Dfns creates and activates Canton wallets directly through its validator 集成. When the Gateway requests a 钱包, Dfns provisions a Canton-formatted key, registers the party on the 网络, and returns the 钱包 ready for use. When signing a prepared 交易, Dfns broadcasts it to Canton in a single step and returns the resulting update ID. Only Canton and CantonTestnet 网络 wallets are supported.

选择提供方

创建时 a new party through the 用户 API or web UI, you can select which signing 提供方 to use.
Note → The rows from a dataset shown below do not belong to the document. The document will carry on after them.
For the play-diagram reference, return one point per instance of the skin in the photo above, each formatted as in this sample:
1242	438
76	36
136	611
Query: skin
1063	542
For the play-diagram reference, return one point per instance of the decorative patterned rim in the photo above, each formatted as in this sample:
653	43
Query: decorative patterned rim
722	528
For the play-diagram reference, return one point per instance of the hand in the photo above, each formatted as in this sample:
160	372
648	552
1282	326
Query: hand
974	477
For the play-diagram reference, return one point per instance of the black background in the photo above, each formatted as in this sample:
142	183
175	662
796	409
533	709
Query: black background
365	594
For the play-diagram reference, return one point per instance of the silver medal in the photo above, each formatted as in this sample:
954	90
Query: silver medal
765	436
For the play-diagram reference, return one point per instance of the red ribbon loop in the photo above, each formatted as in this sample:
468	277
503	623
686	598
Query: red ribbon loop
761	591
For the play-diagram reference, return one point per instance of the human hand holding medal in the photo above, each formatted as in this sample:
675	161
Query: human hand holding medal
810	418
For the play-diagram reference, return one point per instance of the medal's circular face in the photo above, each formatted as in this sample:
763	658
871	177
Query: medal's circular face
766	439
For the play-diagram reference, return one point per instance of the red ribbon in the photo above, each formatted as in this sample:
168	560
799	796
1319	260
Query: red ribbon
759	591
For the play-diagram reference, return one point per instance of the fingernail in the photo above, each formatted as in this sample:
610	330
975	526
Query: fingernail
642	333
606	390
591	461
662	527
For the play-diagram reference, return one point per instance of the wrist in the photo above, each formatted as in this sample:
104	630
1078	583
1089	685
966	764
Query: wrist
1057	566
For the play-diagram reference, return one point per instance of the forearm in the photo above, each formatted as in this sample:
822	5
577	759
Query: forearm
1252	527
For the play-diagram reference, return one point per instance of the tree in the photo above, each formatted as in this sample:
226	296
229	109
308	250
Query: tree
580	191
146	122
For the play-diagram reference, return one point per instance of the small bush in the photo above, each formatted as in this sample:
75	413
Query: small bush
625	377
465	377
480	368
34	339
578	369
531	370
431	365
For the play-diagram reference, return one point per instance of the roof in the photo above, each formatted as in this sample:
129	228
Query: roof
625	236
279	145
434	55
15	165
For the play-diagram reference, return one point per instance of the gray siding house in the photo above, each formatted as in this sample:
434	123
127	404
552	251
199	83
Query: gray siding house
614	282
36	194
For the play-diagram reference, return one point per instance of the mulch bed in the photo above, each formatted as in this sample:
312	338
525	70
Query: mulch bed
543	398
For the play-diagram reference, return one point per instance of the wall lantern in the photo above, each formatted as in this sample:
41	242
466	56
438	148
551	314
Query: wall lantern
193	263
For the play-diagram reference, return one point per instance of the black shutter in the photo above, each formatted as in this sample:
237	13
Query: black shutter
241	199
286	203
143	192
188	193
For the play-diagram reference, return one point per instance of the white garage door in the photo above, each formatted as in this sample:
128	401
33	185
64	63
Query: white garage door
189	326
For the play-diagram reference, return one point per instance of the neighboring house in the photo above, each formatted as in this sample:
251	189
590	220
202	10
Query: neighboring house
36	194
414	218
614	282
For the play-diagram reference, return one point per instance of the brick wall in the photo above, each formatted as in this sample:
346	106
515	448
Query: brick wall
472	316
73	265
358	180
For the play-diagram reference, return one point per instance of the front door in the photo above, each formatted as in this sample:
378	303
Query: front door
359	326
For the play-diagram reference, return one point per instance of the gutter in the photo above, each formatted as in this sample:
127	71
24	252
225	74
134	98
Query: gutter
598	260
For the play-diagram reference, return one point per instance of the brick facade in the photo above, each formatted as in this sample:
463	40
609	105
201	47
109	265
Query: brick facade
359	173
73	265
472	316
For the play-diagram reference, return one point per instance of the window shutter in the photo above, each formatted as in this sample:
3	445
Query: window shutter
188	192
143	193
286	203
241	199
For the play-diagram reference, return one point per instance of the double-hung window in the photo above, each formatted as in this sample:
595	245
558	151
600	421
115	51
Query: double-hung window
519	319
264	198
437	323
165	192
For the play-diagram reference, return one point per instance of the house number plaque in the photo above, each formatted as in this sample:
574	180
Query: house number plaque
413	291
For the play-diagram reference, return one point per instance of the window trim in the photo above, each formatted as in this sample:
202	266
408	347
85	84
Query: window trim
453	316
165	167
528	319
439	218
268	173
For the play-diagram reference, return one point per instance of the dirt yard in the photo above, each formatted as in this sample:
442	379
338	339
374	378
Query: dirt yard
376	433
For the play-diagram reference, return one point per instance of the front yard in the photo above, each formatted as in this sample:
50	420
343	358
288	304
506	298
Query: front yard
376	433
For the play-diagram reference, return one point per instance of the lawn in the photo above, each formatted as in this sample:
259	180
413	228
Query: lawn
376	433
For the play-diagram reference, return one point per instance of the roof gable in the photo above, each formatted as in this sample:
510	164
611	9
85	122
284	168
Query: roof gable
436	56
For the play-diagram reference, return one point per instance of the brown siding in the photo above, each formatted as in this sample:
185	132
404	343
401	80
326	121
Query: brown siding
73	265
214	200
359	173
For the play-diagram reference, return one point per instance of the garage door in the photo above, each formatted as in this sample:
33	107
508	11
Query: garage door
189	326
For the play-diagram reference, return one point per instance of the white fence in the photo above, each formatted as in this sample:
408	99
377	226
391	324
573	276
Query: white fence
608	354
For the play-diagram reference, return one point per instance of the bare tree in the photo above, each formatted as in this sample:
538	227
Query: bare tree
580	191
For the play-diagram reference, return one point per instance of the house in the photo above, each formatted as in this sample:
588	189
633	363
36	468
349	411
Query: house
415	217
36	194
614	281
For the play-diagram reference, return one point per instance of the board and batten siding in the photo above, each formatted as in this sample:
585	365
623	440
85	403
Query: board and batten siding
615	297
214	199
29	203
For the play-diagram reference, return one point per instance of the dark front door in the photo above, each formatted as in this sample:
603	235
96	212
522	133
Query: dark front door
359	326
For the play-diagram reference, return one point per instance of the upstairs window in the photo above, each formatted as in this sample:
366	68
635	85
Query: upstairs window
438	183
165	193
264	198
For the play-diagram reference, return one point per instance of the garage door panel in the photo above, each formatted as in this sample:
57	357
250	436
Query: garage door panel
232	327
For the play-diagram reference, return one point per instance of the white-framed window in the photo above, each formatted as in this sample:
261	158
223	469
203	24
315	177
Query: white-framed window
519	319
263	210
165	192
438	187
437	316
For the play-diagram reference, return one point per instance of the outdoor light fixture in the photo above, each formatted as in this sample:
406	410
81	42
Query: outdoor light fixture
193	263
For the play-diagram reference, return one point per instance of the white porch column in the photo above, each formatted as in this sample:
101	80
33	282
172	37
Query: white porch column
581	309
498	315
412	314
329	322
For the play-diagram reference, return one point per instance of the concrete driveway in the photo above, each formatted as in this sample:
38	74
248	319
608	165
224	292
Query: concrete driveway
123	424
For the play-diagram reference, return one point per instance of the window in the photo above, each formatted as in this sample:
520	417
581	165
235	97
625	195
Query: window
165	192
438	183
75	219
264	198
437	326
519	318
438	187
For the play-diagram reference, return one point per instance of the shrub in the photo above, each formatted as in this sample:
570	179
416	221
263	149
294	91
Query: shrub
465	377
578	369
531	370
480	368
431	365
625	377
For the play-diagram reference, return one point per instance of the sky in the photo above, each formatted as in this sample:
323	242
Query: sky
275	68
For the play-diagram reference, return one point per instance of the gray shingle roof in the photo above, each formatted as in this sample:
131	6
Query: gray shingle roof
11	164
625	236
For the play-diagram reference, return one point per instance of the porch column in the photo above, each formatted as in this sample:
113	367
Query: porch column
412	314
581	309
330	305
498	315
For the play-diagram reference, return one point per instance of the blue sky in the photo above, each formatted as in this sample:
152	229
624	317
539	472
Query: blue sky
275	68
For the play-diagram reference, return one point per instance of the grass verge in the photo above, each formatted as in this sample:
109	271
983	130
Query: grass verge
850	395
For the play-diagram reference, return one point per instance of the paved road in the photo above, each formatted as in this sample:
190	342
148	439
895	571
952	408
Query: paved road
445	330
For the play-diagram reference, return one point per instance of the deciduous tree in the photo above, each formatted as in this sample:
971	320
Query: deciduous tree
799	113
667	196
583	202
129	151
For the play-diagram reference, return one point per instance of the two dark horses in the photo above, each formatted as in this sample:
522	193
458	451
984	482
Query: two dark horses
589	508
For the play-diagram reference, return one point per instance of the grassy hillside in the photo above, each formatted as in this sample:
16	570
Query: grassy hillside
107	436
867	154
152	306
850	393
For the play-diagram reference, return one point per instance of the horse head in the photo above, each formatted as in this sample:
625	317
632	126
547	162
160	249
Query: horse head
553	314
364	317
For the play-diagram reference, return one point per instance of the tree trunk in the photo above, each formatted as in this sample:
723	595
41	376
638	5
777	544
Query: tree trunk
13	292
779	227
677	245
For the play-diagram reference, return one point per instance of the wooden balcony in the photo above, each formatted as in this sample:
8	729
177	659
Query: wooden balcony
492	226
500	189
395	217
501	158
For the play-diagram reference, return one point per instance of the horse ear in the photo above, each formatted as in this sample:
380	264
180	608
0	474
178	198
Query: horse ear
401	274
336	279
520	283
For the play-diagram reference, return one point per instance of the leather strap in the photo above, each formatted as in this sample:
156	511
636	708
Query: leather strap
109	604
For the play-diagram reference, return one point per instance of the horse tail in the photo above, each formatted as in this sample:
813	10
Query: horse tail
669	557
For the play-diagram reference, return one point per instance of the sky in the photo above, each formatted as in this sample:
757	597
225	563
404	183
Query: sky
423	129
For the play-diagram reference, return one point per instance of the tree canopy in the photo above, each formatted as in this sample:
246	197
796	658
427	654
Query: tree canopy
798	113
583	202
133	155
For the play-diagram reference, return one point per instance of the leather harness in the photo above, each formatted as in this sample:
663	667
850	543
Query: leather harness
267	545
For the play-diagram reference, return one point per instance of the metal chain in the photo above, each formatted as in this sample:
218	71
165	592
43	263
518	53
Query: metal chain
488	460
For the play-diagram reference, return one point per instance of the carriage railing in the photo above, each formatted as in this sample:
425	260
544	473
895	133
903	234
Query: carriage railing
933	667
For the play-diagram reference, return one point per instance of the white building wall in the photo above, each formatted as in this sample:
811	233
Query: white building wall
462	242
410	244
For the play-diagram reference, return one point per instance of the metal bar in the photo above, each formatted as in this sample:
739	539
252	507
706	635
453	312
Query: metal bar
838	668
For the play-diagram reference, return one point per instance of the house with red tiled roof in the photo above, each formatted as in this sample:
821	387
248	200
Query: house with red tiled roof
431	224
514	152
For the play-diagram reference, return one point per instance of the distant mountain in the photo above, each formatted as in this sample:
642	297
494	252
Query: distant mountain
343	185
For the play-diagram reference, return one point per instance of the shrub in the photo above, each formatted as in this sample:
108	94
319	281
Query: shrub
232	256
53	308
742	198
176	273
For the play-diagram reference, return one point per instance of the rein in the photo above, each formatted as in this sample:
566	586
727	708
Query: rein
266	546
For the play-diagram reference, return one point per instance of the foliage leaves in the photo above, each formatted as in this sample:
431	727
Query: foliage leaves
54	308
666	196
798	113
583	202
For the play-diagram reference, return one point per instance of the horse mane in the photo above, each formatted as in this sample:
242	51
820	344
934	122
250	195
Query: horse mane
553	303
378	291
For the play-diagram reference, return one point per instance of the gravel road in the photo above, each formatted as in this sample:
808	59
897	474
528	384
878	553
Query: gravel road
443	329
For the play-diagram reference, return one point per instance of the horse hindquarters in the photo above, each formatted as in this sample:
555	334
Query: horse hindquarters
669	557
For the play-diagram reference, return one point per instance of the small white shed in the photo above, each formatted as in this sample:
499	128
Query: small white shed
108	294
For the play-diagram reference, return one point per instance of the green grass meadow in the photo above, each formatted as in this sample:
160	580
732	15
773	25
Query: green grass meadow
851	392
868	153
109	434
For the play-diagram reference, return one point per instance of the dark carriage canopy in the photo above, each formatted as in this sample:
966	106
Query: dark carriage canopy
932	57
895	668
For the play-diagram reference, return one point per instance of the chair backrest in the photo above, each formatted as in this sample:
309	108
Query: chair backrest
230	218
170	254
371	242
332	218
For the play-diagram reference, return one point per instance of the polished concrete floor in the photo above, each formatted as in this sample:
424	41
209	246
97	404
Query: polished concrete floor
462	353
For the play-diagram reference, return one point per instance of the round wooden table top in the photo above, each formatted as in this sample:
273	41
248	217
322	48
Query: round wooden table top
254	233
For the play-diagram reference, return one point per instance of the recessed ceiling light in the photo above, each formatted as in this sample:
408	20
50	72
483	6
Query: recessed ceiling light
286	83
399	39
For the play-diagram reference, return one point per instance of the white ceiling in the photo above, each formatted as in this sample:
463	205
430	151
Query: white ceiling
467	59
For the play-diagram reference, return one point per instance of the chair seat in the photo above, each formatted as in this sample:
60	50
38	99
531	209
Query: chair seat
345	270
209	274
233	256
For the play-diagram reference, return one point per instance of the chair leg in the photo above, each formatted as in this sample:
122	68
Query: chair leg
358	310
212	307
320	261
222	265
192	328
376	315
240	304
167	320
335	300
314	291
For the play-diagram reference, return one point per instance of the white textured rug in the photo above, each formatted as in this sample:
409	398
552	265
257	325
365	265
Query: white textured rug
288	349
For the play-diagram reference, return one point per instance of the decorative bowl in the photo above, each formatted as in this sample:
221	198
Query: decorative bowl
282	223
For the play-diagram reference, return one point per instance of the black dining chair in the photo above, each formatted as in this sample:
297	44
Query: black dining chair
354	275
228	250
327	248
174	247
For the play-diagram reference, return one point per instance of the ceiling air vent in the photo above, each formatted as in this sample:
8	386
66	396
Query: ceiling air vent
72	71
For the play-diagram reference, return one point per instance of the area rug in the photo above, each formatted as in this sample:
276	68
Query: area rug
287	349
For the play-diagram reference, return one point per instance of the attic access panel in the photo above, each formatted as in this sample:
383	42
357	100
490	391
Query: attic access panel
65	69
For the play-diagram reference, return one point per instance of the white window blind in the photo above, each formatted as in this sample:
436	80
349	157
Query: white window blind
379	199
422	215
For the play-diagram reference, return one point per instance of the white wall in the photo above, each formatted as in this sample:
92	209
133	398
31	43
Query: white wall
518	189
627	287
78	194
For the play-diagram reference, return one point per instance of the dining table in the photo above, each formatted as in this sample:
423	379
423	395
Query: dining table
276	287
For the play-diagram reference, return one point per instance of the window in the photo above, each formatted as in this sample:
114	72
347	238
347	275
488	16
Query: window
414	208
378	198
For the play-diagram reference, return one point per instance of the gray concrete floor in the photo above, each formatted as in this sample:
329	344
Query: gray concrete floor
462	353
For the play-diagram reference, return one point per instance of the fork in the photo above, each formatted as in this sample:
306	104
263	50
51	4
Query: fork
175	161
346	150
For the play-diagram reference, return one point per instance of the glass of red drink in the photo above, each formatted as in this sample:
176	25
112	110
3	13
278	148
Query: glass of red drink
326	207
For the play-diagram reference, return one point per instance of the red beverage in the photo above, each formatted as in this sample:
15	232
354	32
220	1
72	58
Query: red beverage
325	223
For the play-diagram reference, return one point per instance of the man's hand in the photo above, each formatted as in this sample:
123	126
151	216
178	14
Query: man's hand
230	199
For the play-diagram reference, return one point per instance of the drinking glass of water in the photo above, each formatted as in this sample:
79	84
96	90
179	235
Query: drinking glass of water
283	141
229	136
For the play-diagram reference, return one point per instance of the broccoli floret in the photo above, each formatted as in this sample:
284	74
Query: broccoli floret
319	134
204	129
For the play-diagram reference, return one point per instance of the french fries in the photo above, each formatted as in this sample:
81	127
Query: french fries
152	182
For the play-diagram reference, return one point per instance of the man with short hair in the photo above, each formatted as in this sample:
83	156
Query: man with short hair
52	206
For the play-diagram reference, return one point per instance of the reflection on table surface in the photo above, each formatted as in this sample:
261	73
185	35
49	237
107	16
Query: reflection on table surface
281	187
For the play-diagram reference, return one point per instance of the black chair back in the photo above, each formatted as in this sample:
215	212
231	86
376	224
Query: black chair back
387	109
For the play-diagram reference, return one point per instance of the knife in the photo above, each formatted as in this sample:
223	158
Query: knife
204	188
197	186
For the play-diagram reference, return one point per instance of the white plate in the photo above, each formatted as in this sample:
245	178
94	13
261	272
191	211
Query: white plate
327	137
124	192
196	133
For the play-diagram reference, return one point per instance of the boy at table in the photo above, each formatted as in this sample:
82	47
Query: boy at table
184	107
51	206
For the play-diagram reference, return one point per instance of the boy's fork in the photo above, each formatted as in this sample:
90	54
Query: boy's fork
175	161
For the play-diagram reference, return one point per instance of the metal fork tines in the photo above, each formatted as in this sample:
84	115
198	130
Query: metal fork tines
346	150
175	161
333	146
The choice depends on your security requirements, infrastructure setup, and compliance needs.

建议:

  • 开发/测试: Use 钱包 Gateway (internal) or 参与者-based signing
  • 生产 (企业): Use Fireblocks, Dfns, or 参与者-based signing
  • 生产 (托管): Use Blockdaemon, Dfns, or 参与者-based signing

The signing 提供方 is selected per-party, so you can have different Party using different 提供方 within the same Gateway instance.

密钥管理

Each 提供方 handles key management differently:

  • 钱包 Gateway: Keys are stored in the signing store database
  • 参与者: Keys are managed by the Canton 参与者 node
  • Fireblocks: Keys are stored in Fireblocks’ secure infrastructure (HSM-backed)
  • Blockdaemon: Keys are managed by Blockdaemon’s infrastructure
  • Dfns: Keys are managed by Dfns’ secure infrastructure

迁移时 between 提供方, keys cannot be directly transferred. You’ll need to:

  1. 创建 a new party with the new 提供方
  2. 转账 any assets/合约 to the new party
  3. 更新 your dApp to use the new party

本文由 CC Privacy Club 根据 Canton Network 官方文档(CC-BY-4.0)整理翻译,仅供学习;实现细节以官方最新版本为准。